For the Southeast London police squad, it's rough, tough, dirty business as usual. The Vixen, the most sensuous, crazed female serial killer ever, is masterminding a series of lethal explosions. She is unpredictable, wild, angry--and the cops don't even know she exists.
Meanwhile, Inspector Roberts is helpless to stop the explosions and his subordinates aren't doing much better. Brant is consumed with an even-bigger-than-usual mean streak, and fast-rising Porter Nash finds himself facing serious health problems--everything to do with needles. PC MacDonald is determined to soldier on, whatever the cost, and the career of a new addition to the squad, WPC Andrews, starts spectacularly but with Falls as her mentor she's not expected to last long. At the top, Superintendent Brown is close to a coronary, and arresting the wrong man in a blaze of publicity is only the beginning of his problems.
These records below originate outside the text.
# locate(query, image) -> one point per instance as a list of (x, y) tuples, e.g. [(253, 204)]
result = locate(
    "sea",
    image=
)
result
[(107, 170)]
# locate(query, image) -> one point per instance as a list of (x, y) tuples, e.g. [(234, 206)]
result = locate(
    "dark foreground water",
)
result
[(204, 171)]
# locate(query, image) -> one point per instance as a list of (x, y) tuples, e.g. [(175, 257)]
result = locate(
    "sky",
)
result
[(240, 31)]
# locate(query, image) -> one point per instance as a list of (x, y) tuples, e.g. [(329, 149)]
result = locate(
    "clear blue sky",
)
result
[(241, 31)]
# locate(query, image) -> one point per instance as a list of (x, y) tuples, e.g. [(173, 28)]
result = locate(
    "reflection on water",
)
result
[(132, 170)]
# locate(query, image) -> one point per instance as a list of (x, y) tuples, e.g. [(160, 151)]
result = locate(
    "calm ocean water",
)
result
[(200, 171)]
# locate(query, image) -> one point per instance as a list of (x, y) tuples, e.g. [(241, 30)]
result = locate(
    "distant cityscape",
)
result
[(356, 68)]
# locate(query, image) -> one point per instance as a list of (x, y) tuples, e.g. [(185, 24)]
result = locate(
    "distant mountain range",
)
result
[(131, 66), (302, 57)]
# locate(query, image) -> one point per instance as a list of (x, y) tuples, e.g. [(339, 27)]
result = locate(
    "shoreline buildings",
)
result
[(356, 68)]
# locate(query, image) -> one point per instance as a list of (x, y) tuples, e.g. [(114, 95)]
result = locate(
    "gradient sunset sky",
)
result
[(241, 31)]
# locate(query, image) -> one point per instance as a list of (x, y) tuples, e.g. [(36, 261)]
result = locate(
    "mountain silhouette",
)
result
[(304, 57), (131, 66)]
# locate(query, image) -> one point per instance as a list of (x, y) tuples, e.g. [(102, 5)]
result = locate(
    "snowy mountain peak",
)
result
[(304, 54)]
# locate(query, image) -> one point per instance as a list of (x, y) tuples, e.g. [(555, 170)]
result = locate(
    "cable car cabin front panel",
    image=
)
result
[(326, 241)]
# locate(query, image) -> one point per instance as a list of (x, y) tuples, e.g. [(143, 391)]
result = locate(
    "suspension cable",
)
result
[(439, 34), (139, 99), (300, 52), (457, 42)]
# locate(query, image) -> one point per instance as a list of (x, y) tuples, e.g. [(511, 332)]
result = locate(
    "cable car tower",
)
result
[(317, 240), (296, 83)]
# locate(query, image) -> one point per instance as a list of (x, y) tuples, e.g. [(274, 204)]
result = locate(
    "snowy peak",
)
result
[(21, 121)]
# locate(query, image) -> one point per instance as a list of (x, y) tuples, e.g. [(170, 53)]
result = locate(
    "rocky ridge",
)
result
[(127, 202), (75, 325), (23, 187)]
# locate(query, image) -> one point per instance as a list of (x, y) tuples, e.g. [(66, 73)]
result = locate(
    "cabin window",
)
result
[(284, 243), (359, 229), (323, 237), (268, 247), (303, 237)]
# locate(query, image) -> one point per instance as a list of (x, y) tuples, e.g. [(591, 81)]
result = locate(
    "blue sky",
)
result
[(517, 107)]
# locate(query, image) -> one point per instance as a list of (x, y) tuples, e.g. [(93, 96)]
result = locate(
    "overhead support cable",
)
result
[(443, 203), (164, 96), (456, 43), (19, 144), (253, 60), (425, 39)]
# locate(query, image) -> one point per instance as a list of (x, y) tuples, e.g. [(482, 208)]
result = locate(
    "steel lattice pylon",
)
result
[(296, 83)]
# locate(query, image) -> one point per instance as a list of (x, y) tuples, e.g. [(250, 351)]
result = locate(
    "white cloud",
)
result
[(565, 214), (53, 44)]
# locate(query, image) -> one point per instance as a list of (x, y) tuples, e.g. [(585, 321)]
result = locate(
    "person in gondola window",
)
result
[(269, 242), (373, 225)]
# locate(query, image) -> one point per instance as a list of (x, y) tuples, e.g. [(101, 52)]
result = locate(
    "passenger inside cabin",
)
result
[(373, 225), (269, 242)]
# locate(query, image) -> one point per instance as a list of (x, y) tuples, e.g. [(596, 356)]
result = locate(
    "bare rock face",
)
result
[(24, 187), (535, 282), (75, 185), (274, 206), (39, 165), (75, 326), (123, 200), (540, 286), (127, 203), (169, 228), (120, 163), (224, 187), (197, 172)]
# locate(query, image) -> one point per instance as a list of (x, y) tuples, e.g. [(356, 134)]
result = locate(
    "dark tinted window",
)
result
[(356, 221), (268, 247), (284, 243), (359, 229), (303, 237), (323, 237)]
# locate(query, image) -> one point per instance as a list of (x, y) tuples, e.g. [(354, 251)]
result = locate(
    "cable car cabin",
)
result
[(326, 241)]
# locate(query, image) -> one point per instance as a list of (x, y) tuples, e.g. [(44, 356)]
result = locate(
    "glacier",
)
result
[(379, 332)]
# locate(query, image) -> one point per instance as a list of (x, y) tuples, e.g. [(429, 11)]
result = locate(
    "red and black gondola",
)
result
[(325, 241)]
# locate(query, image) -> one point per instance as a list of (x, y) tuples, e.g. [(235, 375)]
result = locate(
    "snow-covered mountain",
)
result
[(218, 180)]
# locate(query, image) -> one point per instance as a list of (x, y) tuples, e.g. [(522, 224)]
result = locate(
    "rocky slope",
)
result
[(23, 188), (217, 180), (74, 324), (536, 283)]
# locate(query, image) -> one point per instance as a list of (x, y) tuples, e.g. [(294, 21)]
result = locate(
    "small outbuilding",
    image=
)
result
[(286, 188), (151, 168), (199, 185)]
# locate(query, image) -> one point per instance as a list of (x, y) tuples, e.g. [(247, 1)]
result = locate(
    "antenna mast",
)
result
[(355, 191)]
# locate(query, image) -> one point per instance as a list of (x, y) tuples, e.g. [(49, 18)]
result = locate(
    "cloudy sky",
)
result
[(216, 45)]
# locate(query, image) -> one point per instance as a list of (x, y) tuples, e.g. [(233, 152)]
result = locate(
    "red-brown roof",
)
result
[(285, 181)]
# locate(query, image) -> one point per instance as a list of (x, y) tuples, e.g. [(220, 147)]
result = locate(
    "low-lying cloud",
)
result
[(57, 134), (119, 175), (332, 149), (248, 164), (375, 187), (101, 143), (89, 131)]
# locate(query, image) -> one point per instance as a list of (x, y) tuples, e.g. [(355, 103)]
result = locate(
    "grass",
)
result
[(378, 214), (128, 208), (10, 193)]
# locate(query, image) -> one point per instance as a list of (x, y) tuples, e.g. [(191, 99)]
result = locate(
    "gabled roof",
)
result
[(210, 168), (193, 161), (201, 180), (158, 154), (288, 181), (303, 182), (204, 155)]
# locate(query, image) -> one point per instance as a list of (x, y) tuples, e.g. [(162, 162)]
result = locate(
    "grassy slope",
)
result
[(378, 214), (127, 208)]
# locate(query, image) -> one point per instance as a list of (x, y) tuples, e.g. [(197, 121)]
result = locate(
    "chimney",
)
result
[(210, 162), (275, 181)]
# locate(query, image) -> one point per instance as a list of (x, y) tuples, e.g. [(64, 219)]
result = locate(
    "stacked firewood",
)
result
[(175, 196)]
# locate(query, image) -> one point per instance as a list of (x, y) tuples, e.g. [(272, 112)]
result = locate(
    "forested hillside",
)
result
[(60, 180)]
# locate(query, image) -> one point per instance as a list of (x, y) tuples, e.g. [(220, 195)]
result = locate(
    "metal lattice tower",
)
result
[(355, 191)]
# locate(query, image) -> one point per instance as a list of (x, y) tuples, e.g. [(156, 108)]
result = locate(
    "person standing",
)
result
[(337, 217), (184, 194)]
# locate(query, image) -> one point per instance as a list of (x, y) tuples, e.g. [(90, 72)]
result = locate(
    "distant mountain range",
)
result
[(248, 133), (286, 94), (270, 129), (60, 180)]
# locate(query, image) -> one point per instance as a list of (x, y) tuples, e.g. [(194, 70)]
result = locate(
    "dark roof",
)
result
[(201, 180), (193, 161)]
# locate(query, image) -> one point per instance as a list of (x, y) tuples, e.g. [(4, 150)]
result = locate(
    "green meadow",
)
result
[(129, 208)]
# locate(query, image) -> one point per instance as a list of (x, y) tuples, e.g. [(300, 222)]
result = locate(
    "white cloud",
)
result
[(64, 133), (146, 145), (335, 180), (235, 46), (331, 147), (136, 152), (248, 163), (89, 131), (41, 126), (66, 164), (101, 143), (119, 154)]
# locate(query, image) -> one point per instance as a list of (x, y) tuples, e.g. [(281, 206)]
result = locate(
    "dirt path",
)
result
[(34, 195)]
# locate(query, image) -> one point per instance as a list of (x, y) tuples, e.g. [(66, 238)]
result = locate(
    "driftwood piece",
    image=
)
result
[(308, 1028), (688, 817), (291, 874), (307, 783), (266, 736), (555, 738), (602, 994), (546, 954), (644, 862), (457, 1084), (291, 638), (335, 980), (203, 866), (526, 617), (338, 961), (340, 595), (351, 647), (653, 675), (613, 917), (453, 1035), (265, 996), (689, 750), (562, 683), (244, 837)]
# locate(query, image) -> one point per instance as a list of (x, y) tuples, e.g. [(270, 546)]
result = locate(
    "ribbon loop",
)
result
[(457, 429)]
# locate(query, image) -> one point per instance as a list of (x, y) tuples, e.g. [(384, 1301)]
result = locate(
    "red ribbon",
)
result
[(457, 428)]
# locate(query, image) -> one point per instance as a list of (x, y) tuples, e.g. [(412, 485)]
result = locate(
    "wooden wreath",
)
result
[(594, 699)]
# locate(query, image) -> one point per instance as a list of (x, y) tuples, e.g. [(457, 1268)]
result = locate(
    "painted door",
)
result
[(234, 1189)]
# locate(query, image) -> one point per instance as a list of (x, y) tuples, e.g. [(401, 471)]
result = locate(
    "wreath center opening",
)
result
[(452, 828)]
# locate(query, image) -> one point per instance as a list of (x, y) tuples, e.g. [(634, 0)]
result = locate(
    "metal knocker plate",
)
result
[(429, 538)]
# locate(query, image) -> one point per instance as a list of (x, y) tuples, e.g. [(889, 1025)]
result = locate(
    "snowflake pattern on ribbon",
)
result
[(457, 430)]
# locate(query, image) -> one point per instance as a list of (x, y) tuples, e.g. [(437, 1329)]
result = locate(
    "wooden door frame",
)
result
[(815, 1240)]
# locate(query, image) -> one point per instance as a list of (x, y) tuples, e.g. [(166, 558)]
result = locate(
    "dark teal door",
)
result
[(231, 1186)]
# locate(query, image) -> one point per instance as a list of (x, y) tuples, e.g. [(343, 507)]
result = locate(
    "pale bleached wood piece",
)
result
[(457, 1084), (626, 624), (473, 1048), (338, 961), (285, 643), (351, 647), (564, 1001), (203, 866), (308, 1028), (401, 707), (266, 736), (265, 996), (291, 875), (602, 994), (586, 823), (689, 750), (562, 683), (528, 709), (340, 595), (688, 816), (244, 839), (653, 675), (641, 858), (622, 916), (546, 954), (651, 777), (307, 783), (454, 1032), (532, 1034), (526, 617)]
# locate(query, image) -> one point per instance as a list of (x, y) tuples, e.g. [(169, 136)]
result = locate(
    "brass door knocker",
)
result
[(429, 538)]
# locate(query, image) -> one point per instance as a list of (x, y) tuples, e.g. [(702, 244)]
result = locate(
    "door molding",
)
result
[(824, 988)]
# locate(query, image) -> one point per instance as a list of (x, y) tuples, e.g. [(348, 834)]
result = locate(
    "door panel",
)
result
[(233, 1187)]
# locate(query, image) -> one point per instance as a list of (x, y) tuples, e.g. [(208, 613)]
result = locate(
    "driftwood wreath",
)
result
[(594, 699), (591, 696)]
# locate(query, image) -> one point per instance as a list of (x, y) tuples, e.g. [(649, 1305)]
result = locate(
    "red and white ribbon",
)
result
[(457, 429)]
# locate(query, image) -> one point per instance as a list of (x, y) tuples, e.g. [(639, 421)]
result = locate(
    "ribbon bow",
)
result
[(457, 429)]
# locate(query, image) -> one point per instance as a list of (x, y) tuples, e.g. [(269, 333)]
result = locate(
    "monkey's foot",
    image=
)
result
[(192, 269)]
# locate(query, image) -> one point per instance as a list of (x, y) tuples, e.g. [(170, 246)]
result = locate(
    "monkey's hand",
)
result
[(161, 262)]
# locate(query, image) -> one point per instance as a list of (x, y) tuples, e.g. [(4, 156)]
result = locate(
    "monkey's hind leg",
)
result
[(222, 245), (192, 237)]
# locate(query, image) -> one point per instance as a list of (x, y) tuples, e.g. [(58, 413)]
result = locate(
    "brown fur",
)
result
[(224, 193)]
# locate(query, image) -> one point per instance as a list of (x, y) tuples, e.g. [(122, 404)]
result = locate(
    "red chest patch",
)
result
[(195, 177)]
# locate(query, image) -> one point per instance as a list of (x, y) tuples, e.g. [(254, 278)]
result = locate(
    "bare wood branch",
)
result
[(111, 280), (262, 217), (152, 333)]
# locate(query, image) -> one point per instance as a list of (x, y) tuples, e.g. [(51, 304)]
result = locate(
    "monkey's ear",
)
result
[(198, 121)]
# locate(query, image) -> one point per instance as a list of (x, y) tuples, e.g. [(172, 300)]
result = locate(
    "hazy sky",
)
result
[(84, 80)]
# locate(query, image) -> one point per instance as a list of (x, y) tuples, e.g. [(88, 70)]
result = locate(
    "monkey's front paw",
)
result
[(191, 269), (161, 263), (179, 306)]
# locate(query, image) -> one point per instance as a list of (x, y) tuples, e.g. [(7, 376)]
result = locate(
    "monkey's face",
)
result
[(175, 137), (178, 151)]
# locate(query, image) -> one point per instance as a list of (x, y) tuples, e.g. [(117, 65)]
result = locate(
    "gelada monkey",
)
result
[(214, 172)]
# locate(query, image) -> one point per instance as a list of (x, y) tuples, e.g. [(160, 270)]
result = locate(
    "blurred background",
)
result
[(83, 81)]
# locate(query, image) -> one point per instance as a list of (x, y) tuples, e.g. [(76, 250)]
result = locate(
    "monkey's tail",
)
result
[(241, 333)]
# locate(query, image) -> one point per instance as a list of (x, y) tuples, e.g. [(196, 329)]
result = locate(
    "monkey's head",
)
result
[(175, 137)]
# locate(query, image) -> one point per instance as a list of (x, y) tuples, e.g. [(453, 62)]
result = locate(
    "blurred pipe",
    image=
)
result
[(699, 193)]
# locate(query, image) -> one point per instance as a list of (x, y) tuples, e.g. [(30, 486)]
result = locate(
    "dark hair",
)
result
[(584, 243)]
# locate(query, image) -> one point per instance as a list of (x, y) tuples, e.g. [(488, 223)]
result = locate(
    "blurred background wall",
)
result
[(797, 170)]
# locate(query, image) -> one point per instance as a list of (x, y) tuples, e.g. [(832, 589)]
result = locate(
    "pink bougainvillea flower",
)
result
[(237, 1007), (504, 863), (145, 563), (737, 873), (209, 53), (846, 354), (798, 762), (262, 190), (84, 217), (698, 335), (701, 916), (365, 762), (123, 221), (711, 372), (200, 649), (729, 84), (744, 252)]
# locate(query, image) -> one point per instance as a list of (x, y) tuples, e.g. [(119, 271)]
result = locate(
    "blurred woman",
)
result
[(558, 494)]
If the squad survives this incendiary installment in Ken Bruen's blazingly intense series, they'll do so with barely a cop left standing.
PUBLISHERS WEEKLY
This new installment in Shamus-winner Bruen's Southeast London police squad thriller series-the little brother to the author's Jack Taylor mysteries-reunites the reader with the incorrigible Inspector Brant, Sergeant Doyle, Police Constable Falls and other old friends. This time Brant and cohorts must investigate a series of deadly extortion bombings masterminded by Angie James, aka "the Vixen." A female psychopath, James coldly manipulates men and women like human pawns to make her plan succeed. Bruen provides the usual grace notes, including quotes from other mystery novels, pithy dialogue and hyper-real violence. James as a malevolent force of nature adds needed energy to the narrative, while new characters like Falls's partner, Patricia Andrews, supply a few fresh faces on the police side. Brant's now trademark nefarious activities make for wickedly funny reading. The best scene in the novel might be when Brant leads Chief Inspector Roberts to a prostitutes' party and gets him drunk. However, overall, the novel seems curiously muted in effect compared to past efforts (Blitz, etc.). Bruen uncharacteristically slows his scenes with explanations, while the central mystery surrounding the Vixen is pedestrian.